Significantly less than most men expect. A topical numbing cream is applied to the treatment area 20–30 minutes before the procedure and allowed to take full effect before any injection occurs. By the time Dr. Abdullah administers the PRP, the area is thoroughly anesthetized. During the injection itself, most men report feeling pressure rather than pain. Some describe a mild stinging sensation that lasts only seconds. The procedure takes just a few minutes once the anesthetic has worked. After the procedure, mild swelling or sensitivity at the injection site is normal and typically resolves within 24–48 hours. Most men find the experience far less uncomfortable than they anticipated — the anxiety beforehand is usually worse than the procedure itself.
How long before I see results from the P-Shot?

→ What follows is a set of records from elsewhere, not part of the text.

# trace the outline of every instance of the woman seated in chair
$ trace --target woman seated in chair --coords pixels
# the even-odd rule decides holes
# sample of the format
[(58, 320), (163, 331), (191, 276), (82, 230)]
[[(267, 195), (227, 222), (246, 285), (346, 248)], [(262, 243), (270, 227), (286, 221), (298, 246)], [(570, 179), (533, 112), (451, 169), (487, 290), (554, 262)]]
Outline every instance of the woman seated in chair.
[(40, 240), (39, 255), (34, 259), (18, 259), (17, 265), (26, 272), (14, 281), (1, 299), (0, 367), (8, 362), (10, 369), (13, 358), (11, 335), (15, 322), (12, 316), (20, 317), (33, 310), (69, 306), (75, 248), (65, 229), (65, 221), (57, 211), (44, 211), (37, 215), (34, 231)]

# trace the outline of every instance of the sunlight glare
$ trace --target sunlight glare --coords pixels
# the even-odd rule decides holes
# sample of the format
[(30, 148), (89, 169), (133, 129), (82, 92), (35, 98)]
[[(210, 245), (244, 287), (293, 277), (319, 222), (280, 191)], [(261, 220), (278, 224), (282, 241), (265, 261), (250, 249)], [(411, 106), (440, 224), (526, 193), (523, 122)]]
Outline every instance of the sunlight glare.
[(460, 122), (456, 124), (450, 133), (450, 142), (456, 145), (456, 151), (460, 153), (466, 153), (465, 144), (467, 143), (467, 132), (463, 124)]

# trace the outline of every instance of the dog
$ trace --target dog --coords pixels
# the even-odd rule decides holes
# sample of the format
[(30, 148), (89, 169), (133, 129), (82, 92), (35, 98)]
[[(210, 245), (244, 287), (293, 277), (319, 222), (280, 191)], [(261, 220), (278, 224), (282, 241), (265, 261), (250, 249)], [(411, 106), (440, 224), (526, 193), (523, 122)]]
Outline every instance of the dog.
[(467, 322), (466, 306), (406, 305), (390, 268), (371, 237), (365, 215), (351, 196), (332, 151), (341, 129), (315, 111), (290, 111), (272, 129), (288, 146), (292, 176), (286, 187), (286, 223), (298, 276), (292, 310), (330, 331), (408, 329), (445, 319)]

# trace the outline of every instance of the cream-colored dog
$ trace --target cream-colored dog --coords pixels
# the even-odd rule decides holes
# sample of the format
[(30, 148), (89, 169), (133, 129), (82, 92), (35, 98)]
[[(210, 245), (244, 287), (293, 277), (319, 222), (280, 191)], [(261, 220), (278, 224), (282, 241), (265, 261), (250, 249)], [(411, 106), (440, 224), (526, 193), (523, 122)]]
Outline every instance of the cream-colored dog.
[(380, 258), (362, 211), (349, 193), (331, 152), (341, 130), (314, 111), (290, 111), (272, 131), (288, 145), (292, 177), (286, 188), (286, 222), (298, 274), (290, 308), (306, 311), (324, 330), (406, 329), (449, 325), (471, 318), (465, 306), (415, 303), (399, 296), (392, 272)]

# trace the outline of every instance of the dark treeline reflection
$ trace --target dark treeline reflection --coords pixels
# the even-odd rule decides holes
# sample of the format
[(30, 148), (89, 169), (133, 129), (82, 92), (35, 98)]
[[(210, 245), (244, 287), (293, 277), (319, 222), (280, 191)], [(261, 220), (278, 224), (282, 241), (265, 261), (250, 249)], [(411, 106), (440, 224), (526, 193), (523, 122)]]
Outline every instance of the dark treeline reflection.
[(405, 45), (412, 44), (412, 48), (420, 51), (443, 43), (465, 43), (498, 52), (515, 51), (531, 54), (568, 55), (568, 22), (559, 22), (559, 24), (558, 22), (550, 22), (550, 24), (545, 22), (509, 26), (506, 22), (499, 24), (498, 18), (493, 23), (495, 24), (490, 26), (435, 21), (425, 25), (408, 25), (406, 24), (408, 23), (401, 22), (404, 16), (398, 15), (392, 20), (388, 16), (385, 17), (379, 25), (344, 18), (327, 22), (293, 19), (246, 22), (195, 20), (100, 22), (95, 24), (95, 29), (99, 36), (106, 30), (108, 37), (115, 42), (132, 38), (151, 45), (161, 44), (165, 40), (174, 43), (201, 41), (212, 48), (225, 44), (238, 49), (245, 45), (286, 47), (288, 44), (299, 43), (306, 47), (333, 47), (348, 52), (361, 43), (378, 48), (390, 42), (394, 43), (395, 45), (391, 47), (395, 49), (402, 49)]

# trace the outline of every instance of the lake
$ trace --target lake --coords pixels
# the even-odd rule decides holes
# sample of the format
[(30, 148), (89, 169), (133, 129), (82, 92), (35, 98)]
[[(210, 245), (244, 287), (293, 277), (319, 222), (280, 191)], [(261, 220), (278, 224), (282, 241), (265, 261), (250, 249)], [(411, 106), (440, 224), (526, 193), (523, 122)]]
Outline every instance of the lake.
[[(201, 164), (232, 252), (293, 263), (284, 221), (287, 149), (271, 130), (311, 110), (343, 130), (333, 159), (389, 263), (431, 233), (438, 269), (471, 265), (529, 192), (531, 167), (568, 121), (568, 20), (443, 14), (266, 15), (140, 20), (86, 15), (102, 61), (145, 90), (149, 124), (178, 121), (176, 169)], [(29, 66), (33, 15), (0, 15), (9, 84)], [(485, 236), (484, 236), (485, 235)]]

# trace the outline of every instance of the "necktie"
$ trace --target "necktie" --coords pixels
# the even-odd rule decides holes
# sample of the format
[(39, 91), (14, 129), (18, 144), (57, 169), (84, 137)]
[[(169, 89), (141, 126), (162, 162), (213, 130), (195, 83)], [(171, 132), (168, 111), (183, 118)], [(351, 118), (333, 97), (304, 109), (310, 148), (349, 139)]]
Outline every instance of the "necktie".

The regenerative process takes time. Most men begin noticing changes — improved sensitivity, firmer erections, better response to stimulation — within 2–6 weeks as new vascular tissue and nerve repair begins. The most significant improvements typically develop over 2–3 months as the tissue remodeling process matures. It's worth being honest about the timeline: the P-Shot is not an overnight fix. It's a regenerative treatment that promotes biological change, and biological change takes weeks to months to fully manifest. Men who see the strongest results are usually those who also address contributing factors — testosterone optimization if levels are suboptimal, cardiovascular health, and metabolic status — alongside the procedure.
Can SoftWave be combined with PRP or the P-Shot?
Yes — and this combination is clinically rational. SoftWave stimulates angiogenesis and recruits stem cells to the treatment area; PRP delivers concentrated growth factors that amplify the repair response those recruited cells can mount. For musculoskeletal applications, SoftWave followed by PRP injection addresses tissue healing through complementary mechanisms. For ED treatment, SoftWave combined with the P-Shot provides both vascular regeneration (SoftWave) and growth factor-driven tissue repair (PRP) — a combination that clinical experience suggests outperforms either modality alone.